WARNING: alpha software. We are sharing this early in case it is useful to other groups. Please expect breaking changes.


Iterative multiplexing experiments, such as MERFISH, typically involve 6D data. These dimensions are [rounds,tile,channel,z,y,x] and require significant processing across each dimension to go from raw data to quality controlled transcript 3D localizations and 3D cell outlines.

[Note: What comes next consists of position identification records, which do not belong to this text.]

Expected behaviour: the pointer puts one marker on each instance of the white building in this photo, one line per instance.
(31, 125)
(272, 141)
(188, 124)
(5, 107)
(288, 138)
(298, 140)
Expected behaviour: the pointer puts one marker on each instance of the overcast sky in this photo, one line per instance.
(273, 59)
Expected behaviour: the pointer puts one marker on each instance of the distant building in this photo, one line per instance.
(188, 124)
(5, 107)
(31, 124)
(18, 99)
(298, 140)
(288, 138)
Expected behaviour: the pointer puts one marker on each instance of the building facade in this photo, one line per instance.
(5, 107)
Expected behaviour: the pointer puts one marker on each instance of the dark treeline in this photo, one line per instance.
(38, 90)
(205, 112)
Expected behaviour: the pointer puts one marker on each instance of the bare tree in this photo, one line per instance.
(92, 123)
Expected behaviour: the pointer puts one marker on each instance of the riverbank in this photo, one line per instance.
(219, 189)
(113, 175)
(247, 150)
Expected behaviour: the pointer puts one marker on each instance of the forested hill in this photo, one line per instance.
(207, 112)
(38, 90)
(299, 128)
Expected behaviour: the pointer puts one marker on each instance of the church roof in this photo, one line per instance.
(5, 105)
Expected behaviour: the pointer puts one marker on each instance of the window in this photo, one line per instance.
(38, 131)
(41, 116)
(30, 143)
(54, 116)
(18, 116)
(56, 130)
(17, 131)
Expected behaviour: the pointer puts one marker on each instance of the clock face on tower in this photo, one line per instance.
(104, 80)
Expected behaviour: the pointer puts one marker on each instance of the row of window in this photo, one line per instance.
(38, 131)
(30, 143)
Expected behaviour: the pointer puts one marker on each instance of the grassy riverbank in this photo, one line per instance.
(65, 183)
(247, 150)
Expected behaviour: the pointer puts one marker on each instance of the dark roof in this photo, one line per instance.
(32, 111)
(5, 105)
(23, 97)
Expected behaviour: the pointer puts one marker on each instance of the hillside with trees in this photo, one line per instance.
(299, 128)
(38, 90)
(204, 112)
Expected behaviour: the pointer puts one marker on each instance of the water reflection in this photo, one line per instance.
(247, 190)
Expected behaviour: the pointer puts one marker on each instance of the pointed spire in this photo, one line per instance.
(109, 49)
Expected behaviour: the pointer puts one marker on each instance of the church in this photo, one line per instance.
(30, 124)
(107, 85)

Additionally, our laboratory, the Quantiative Imaging and Inference Laboratory (qi2lab), specializes in high-throughput 3D microscopy using custom microscopes. This includes purpose built high numerical aperture widefield and oblique plane microscopy platforms. While increased sampling provides more information on the sample, it introduces new challenges due to the increase in data density and more complicated MERFISH decoding inverse problem.

To efficiently perform 3D MERFISH processing, we created this merfish3d-analysis package. The goal of the package is to aid researchers in rapidly and robustly turning gigabyte to petabyte level MERFISH data into decoded transcripts using chunked, compressed file formats and GPU-accelerated processing.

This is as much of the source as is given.